Property and Equipment
We account for property and equipment at cost less accumulated depreciation and amortization. We compute
depreciation using the straight-line method over the estimated useful lives of the assets, generally two to five
years. We depreciate buildings over periods up to 25 years. We amortize leasehold improvements over the shorter
of the remaining lease term or the estimated useful lives of the assets. Construction in progress is related to the
construction or development of property (including land) and equipment that have not yet been placed in service
for their intended use. Depreciation for equipment commences once it is placed in service and depreciation for
buildings and leasehold improvements commences once they are ready for their intended use. Land is not
depreciated.
Software Development Costs
We expense software development costs, including costs to develop software products or the software
component of products to be marketed to external users, before technological feasibility of such products is
reached. We have determined that technological feasibility was reached shortly before the release of those
products and as a result, the development costs incurred after the establishment of technological feasibility and
before the release of those products were not material, and accordingly, were expensed as incurred. Software
development costs also include costs to develop software programs to be used solely to meet our internal needs.

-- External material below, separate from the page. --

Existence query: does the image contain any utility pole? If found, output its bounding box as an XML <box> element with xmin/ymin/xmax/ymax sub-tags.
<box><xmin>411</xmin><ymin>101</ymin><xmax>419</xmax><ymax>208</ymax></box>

The costs we incurred during the application development stage for these software programs were not material in
the years presented.
Long-Lived Assets Including Goodwill and Other Acquired Intangible Assets
We review property and equipment and intangible assets, excluding goodwill, for impairment whenever events
or changes in circumstances indicate the carrying amount of an asset may not be recoverable. We measure
recoverability of these assets by comparing the carrying amounts to the future undiscounted cash flows the assets
are expected to generate. If property and equipment and intangible assets are considered to be impaired, the
impairment to be recognized equals the amount by which the carrying value of the asset exceeds its fair market
value. We have made no material adjustments to our long-lived assets in any of the years presented. In addition, we
test our goodwill for impairment at least annually or more frequently if events or changes in circumstances
indicate that this asset may be impaired. Our tests are based on our single operating segment and reporting unit
structure. We found no impairment in any of the years presented.
Intangible assets with definite lives are amortized over their estimated useful lives. We amortize our acquired
intangible assets on a straight-line basis with definite lives over periods ranging from one to 12 years.